Non è una brutta idea. Visto che la benzina non cresce sugli alberi come le mele, o nel sottobosco come i funghi, e non si deposita nemmeno su mobili come la polvere, le macchine sono state parcheggiare quasi tutte qui vicino e non le usa mai nessuno.  C’è solo un piccolo particolare: sono precedute da un muro di zombie.
< Dovremmo riuscire a farci strada tra i non morti, è pericolosissimo! >.
È anche vero che il mio mulo mi ha lasciata qui e poi se l’è data a gambe, perciò il mezzo più vicino è proprio un’auto.
< Senti > dice Francesca < facciamo così: andiamo in tre, io tu e un altro. Procediamo su questa parete più che possiamo, poi ci apriamo un varco fino alle macchine, che essendo in salita, non sono ancora state raggiunte dagli zombie >.
Mi guarda speranzosa: se abbiamo attuato un piano pazzo come il mio, raggiungere le automobili sarà una passeggiata.
< Ok, ci sto! > rispondo. Poi, rivolgendomi agli altri:
< Chi viene con noi?! Ci basta un volontario! >.
< Sticazzi > grugnisce Simone. Ci faccio caso a malapena.
< Vengo io! >. Il vecchio si offre volontario. Dice di chiamarsi Mosè, e anche se ha barba e capelli bianchi, non ha nemmeno cinquant’anni, si è solo “imbiancato” precocemente.
 
 
< E adesso che si fa? > chiede il vecchio.
Siamo arrivati al punto più vicino al parcheggio, ora dobbiamo scendere in mezzo ai non morti e farci strada per circa 100 m.

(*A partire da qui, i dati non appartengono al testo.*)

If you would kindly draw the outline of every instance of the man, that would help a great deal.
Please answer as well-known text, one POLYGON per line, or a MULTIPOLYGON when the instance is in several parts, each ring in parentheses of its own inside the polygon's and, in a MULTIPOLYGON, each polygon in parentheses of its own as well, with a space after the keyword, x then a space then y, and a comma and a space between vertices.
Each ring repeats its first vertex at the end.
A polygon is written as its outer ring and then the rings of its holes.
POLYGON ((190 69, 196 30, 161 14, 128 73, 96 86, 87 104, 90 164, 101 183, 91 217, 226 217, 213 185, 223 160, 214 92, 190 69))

Il terreno è già leggermente in pendenza e gli zombie qui sono di meno, ma sul nostro percorso ideale ne posso contare almeno una cinquantina.
< Passiamo al piano B > avverto io.
< Quale piano B? Ne esiste uno? >. Francesca è spaesata.
< Sì, l’ho pensato ora. Tu sei una brava tiratrice, giusto? Sei stata messa qui apposta. Non puoi essere tu a guidare la macchina, tu devi coprire le spalle a me a e lui > dico indicando il vecchio < ci saranno molti zombie che si avvicineranno e tu dovrai farli fuori con il fucile, perché da soli non possiamo riuscirci noi due, visto che abbiamo solo questi catorci >.
Già, abbiamo dei veri e propri oggetti sconquassati per armi: io ho un’ascia lunga come il mio braccio, così arrugginita che non so dove finisce il manico e dove inizia la lama, mentre babbo natale è equipaggiato solo di una pistola a cinque colpi e un piccone.
Altro che terminator, in questo stato cappuccetto rosso farebbe più paura di noi. Cappuccetto rosso farebbe paura a noi.
< Capisco. Io ho trenta proiettili e dieci cartucce. Farò il possibile, ma state sempre attenti > dice preoccupata.
< Tranquilla, ci penso io alla piccola >.
< Grazie Mosè >. Pare sollevata.
< Hey! Non sono piccola! > mi lamento scherzosamente.
< Ahahah! Pulce! >. Il vecchio se la ride di gusto < Certo che sei piccola! Mi arrivi appena alle spalle! >.
E per la prima volta noto la sua stazza. Il gigante buono.
 
Per scendere dobbiamo almeno attirare lontano qualche zombie, quindi Mosè lancia dei pezzi di pietra irregolari addosso a un cumulo di lamiere e materiali da costruzione. Il frastuono supera il lamento collettivo dei non morti, che si lanciano all’assalto.
Sembrano tante formiche che si avventano su un povero e malcapitato insetto.
Silenziosamente scendiamo, ma quando sono a un metro da terra il mio piede destro perde l’appoggio e cado per terra.
Sento il panico salire: mi rialzo in fretta, ho paura che loro si accaniscano su di me, ma mi rendo conto che sono troppo occupati con travi di legno e ferro vecchio.
< Forza, andiamo > sussurra l’uomo < prendiamo quella fiesta nera, le chiavi sono dentro >.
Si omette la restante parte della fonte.